Total revenue plays an essential role in your cash flow analysis, as it gives you an insight into the combined income generated by the company for a given period. Total revenue is broadly calculated by adding the company’s monthly recurring revenue (MRR) and any other variable income, non-recurring revenue. The formula is as follows:

Total Revenue = MRR + Non-recurring Revenue
Total Revenue = MRR + Non-Recurring Revenue

From a slightly granular perspective, total revenue calculation considers several factors, from cross-sell or upsell revenue and usage-based revenue to professional services and partner-generated income. So, here’s a comprehensive breakdown of the formula:

Total Revenue = MRR + Non-recurring Revenue + Usage-Based Revenue + Upsell/Cross-sell Revenue + Professional Services Revenue + Partner/Affiliate Revenue + Other Revenue

Total Revenue Calculation Example

Let’s consider a hypothetical example to illustrate the calculation of total revenue.
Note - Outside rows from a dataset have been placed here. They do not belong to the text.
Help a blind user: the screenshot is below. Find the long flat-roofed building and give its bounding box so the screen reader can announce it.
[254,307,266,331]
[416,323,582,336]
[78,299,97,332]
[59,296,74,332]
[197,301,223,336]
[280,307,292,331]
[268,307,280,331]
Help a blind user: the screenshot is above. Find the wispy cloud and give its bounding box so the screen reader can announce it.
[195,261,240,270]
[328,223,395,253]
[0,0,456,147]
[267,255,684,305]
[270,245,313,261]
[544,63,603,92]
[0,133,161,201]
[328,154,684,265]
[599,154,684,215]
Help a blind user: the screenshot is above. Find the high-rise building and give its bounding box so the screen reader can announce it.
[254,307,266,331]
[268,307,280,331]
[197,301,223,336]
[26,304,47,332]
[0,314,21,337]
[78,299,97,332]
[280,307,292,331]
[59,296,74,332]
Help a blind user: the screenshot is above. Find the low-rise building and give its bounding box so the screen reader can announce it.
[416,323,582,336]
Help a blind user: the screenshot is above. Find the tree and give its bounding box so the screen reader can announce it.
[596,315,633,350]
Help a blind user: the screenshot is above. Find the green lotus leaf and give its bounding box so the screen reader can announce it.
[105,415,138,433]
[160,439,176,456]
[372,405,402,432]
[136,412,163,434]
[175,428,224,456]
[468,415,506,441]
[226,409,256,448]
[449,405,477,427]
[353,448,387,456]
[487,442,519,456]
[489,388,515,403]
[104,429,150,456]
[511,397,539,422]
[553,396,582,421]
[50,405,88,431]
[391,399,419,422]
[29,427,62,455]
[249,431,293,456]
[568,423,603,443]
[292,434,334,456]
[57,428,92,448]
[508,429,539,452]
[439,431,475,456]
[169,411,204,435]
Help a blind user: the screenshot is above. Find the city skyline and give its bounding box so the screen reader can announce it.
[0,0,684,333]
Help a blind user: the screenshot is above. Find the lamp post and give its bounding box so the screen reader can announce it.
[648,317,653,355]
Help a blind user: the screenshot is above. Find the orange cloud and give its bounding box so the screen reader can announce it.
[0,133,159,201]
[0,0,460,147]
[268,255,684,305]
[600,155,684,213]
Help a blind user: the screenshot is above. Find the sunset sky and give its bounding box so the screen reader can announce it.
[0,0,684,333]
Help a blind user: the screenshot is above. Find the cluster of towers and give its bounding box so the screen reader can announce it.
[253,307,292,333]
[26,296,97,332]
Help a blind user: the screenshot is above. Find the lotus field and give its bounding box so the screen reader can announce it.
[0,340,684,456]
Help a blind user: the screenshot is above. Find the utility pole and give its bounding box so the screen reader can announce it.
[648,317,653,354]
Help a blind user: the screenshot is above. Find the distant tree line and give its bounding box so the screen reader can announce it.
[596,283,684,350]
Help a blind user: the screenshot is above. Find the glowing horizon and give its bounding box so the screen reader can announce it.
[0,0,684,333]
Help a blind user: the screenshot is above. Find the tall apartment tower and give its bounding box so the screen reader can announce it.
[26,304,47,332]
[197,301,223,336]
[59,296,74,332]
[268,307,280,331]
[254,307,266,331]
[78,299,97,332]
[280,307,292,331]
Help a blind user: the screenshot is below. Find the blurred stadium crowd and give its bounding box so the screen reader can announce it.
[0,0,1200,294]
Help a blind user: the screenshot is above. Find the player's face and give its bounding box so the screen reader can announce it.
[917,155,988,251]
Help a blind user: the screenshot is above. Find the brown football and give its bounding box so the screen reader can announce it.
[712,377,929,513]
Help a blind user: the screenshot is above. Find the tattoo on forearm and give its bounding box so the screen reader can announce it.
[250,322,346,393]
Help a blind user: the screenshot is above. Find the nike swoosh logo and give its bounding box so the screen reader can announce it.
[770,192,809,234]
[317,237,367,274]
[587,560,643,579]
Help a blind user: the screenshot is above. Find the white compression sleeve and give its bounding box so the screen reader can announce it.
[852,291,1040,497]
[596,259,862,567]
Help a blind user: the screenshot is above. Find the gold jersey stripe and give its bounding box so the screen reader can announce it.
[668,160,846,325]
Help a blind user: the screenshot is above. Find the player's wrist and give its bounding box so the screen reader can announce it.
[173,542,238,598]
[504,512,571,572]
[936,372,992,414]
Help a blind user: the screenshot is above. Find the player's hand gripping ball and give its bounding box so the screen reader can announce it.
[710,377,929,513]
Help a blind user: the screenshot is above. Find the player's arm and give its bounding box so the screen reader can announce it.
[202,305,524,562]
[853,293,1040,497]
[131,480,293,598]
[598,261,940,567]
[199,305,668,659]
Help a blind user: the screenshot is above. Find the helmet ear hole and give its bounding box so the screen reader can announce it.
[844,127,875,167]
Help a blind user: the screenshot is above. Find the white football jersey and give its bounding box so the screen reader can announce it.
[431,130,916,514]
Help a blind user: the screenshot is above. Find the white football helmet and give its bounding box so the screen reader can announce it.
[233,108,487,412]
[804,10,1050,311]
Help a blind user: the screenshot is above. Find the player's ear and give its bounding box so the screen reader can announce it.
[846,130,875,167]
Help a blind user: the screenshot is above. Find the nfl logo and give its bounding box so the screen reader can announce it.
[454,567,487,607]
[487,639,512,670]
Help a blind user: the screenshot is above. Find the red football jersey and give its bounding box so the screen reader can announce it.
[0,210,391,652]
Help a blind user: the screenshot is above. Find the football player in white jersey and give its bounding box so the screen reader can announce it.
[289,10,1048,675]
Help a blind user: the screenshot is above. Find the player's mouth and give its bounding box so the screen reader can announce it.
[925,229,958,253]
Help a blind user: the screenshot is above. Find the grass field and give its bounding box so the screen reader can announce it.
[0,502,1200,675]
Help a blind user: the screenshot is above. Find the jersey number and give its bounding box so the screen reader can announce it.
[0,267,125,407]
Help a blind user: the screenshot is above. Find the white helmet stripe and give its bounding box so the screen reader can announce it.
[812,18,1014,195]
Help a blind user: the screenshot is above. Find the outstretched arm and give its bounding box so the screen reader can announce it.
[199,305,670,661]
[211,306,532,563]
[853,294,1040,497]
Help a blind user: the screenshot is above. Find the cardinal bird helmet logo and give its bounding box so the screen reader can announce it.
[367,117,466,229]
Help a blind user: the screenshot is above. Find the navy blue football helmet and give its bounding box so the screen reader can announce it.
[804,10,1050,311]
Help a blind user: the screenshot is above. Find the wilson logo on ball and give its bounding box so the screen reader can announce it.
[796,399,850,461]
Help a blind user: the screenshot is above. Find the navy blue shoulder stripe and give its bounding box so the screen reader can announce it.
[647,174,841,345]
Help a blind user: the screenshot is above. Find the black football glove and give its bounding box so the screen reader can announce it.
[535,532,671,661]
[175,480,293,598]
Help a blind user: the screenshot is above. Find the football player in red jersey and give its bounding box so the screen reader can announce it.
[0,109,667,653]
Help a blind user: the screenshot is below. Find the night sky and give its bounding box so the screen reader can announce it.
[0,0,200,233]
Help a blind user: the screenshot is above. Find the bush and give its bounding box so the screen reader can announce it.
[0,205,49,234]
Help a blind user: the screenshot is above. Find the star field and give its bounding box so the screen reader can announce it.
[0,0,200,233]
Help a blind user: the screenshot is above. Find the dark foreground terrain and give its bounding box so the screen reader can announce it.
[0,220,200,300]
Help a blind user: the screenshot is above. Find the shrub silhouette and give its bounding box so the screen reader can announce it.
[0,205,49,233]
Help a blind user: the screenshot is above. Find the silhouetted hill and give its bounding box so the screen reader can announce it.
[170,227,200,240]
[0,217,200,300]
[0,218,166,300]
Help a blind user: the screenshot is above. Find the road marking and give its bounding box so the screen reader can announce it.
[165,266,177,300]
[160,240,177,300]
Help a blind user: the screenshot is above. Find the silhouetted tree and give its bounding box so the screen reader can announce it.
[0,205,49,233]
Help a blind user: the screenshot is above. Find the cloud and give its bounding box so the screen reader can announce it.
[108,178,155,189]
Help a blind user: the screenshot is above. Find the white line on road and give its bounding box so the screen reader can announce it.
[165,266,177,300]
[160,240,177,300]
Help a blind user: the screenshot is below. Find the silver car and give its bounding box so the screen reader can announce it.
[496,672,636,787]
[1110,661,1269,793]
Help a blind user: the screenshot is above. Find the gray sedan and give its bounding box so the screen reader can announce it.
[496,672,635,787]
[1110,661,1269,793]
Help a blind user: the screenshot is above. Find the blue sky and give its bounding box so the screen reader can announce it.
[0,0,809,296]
Consider a SaaS company with subscription plans, one-time setup fees, and other services.

The company’s MRR for January is $25,000 from 500 customers at $50 per month, one-time setup fees are $500 each for ten customers, usage-based revenue is $1,000, professional services revenue is $2,000 from offering customized training to a client, and other revenue adds up to $3,000 grant from a tech research organization for participation in a study.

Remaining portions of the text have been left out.